Manually exported models are located by default in export/manual/ within the model directory; a custom destination can be configured with the command line option --export_dir_base, e.g.:

onmt-main export --export_dir_base ~/my-models/ende --auto_config --config my_config.yml

Running a SavedModel

When using an exported model, you need to know the input and output nodes of your model. You can use the saved_model_cli script provided by TensorFlow for inspection, e.g.:

saved_model_cli show --dir toy-ende/export/latest/1507109306/ \
    --tag_set serve --signature_def serving_default

Some examples using exported models are available in the examples/ directory:

  • examples/serving to serve a model with TensorFlow Serving
  • examples/cpp to run inference with the TensorFlow C++ API

Input preprocessing

TensorFlow Serving only runs TensorFlow operations. Preprocessing functions such as the tokenization is usually not implemented in terms of TensorFlow operators.

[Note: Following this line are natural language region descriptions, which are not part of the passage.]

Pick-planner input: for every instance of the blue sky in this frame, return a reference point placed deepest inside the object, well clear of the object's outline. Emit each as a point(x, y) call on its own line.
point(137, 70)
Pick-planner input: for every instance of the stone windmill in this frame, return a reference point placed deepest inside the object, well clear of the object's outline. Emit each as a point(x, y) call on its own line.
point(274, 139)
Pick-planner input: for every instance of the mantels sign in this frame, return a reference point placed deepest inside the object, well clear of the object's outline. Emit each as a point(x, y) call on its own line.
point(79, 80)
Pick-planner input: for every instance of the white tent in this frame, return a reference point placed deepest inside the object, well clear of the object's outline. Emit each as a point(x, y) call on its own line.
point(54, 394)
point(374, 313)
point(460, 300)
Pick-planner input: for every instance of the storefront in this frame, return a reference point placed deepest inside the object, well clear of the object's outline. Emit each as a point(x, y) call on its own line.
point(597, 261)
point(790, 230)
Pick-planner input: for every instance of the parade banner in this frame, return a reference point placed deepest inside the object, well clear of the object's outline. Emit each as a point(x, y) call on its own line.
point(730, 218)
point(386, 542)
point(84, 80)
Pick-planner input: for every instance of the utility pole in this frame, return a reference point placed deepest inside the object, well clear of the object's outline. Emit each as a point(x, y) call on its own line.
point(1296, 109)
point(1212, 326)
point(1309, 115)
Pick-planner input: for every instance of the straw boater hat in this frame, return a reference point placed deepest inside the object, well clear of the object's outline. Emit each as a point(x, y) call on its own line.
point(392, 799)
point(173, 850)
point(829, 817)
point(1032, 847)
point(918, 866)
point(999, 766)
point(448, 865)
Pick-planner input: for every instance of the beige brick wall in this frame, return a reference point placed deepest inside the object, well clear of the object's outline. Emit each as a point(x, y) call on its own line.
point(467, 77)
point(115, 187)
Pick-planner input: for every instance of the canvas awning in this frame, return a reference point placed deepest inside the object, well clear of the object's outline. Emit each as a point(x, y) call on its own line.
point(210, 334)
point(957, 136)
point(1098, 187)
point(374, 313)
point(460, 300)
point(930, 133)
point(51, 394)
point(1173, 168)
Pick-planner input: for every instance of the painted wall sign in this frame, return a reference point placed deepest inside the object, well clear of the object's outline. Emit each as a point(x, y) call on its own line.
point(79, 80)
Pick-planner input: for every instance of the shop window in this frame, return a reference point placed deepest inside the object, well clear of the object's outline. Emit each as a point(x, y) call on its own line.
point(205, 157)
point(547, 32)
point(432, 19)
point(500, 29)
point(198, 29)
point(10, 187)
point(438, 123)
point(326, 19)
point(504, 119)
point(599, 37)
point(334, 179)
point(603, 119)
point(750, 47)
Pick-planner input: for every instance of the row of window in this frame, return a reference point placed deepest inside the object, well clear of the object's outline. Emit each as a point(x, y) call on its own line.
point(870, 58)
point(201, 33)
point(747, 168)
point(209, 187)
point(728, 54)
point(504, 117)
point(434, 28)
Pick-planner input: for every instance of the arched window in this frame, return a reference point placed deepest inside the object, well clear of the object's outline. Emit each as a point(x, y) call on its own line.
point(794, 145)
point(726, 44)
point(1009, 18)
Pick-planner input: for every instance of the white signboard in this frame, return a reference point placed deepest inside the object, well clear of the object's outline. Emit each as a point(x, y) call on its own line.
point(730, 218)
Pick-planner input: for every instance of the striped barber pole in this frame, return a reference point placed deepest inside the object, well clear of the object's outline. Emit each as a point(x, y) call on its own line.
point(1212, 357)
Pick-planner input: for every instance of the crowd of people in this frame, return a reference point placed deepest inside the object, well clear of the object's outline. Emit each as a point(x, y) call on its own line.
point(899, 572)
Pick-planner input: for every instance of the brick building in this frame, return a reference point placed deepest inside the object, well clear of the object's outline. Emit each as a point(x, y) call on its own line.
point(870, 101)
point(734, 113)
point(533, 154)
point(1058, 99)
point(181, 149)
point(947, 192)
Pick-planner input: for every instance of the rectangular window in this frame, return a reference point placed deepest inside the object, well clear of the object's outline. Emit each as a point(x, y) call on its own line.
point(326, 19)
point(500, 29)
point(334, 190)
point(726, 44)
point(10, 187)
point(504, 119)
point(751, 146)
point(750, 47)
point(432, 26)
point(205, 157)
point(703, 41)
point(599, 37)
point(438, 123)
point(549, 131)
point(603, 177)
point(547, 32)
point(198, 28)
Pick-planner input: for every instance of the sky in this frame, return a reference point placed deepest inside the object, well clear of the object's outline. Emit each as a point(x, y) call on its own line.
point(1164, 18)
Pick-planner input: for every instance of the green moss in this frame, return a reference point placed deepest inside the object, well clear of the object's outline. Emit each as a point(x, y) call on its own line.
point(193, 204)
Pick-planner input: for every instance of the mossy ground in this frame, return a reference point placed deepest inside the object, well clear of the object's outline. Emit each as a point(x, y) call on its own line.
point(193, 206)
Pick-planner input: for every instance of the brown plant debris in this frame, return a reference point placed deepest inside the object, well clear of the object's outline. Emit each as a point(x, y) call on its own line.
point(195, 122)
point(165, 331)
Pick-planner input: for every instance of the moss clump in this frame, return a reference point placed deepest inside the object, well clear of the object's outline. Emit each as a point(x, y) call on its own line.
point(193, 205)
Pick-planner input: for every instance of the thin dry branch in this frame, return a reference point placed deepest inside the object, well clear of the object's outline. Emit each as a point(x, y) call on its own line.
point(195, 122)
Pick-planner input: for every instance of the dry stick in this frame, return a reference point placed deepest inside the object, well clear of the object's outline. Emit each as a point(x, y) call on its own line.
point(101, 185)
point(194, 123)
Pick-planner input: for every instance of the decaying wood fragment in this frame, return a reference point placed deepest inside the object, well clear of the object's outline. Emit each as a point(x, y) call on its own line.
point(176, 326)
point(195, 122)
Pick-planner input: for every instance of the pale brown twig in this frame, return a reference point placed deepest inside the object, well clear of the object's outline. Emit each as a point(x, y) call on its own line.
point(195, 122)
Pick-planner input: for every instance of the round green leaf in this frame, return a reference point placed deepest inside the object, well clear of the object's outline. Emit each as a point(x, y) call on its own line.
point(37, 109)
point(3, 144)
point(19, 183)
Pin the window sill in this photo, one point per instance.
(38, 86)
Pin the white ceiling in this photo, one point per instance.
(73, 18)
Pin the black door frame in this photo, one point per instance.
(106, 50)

These functions should be run outside of the TensorFlow engine, either by the client or a proxy server.

  • The OpenNMT-tf serving example uses the client approach to implement a simple interactive translation loop
  • The project nmt-wizard-docker uses the proxy server approach to wrap a TensorFlow Serving instance with a custom processing layer and REST API. Exported OpenNMT-tf models can integrated with this tool by following these instructions.